# GEESE TEMP



## davenport wa. (Feb 11, 2006)

OK AT WHAT TEMPURTURE DO GEESE FLY FROM THE ROOST TO EAT?? COULD SAVE A LOT OF TIME OF LAYING ON A BLIND


----------



## BBD25 (Nov 28, 2007)

This thread has promise. Should be some interesting answers.


----------



## BirdJ (Aug 24, 2011)

Old school, the colder the temps. the later they came out. Never even set up decoys till noon. You also have the moon phase, hunting pressure, fisherman, weather meaning cold one day warm the next. Personally, early is always better than late!!!!!!!!!!! not matter what. Once you think you got them figured out they will do something different for one reason or another!!!! Nothings worse than setting up and the birds decide to leave the roost when you least expect it. Rather be sitting in the truck or blind, having some coffee, lunch, or justing shooting the bull. I have even taken magazines in the blind with me just to kill the time but all it takes a couple of flocks and its done and over with. I want to be READY. Like I said, Better early than late!!! :thumb:


----------



## Kelly Hannan (Jan 9, 2007)

couldn't have said it any better. if we had the answer to that question, we would be kiling Geese everyday.


----------



## dakotashooter2 (Oct 31, 2003)

At all temps............They have to eat every day, year round..................... oke:

If you know of a field they are using set up a couple game cams to track what time they are using it.


----------



## templey_41 (Jul 19, 2008)

Theres more to it than temperature. Time of season has something to do with it as well. Most of it has to do with cloud cover. Sunny cold days they wont show up until close to sunset. Cloudy cold days they may be up flying around by 9am. This morning it was 10 degrees, but cloudy I was out with the dogs and the geese were flying by 1030am. 6000 poured into a field too bad the season is over here. Fog is another beast. I LOVE FOGGY days. You can guarantee they will be off the roost atleast an hour after sunrise so be set up right away.

Fog

























Partly to mostly sunny day, temps in lower 40's birds didn't start flying until 40 minutes before sunset. 

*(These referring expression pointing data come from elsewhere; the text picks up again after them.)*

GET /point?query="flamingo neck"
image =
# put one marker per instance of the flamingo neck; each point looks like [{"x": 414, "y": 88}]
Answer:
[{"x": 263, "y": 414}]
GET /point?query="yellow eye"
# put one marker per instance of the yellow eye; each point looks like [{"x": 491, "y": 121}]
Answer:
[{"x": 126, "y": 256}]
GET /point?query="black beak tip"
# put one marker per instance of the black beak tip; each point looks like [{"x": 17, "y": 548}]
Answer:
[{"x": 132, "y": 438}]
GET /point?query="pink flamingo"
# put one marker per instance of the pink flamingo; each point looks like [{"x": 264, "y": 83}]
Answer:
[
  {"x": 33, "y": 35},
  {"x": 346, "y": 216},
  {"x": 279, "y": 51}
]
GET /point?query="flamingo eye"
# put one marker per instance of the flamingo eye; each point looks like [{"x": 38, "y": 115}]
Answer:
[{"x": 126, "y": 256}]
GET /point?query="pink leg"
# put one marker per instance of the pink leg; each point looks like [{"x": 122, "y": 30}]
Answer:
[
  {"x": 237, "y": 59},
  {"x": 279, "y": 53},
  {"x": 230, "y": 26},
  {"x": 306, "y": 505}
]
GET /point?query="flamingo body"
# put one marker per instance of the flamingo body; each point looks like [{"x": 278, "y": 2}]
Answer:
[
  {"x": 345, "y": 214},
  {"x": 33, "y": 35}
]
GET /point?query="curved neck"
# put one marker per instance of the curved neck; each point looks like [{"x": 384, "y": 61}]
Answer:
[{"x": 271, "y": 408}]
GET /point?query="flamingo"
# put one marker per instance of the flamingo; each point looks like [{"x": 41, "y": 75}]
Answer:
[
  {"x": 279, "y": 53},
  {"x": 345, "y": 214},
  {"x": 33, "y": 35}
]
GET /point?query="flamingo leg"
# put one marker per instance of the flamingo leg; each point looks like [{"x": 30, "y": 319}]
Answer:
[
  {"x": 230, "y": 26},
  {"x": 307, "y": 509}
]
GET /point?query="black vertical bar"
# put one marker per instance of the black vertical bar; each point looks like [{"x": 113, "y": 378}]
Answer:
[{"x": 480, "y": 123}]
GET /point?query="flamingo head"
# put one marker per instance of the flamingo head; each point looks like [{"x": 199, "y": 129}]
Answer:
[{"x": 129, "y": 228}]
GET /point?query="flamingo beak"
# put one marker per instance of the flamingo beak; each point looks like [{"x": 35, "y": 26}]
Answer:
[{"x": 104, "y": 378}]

Cloudy 25mph winds, 30 degrees birds were flying at 9am.


----------



## 425fork (Jan 29, 2012)

hi : can't say too much about the guys BUT nice looking dogs. 425fork


----------



## clint_hay (Aug 25, 2010)

depends on alot more than temp...wind, no wind days, sunny, cloud cover, precep, moon phases, etc


----------



## cut'em (Oct 23, 2004)

We always say "the geese are lazy" I hunt in an area with rolling hills and on cold mornings they won't fly until the sun shines on them. We hunt kinda parallel to a large roost a couple miles away. It takes about an hour after sunrise for the sun to hit us and shortly thereafter the birds will fly. I'm convinced they wait till the sun warms them before they get off the roost. It's funny some days when the dekes are all frosted up early and we're oh $hitting it, but up over the hill the sun comes, the frost burns off and then the geese start flying. That's been the trend over the past 12-15 yrs. but this year has been weird, there's days they didn't fly till 9-10 o'clock in the morning, one quick burst of birds then they were done. Gone are the days of sitting all day and seeing birds it seams there's a 1 hour shooting window in the morning and 15 minutes before sunset in the evening.


----------



## MCFowler (Jan 27, 2012)

Remember, it's just as important to beat the others guys to the X as it is the geese. So, yeah, the earlier the better!


----------



## davenport wa. (Feb 11, 2006)

What i was talking about have any of you guys used a thermoter to see what temp the geese fly at, not saying all geese ewvery year fly at the same temp but i know when the food is warmer the birds get more nurtition from the food also if you see what temp the birds you are hunting are flying at it might avoid a long wait in the blind when it 10 degrees and they arent flying until its 28 .


----------



## davenport wa. (Feb 11, 2006)

Have any of you guys ever used a trail cam to watch the x? that could save a guy some time?


----------



## wtrfowl14 (Dec 21, 2007)

Around here it might not get above -15below all day and they do come out at some time so it is very dependent on your location. Basically NO there is no exact temperature they fly at. Just have to study the area and keep notes of your hunts and observation then you will have an idea what time they will fly after some experience. I have a good idea depending on the temperature in my area but it all comes from all the years hunting and waiting in the blinds. That is the enjoyment of it being outside in nature.


----------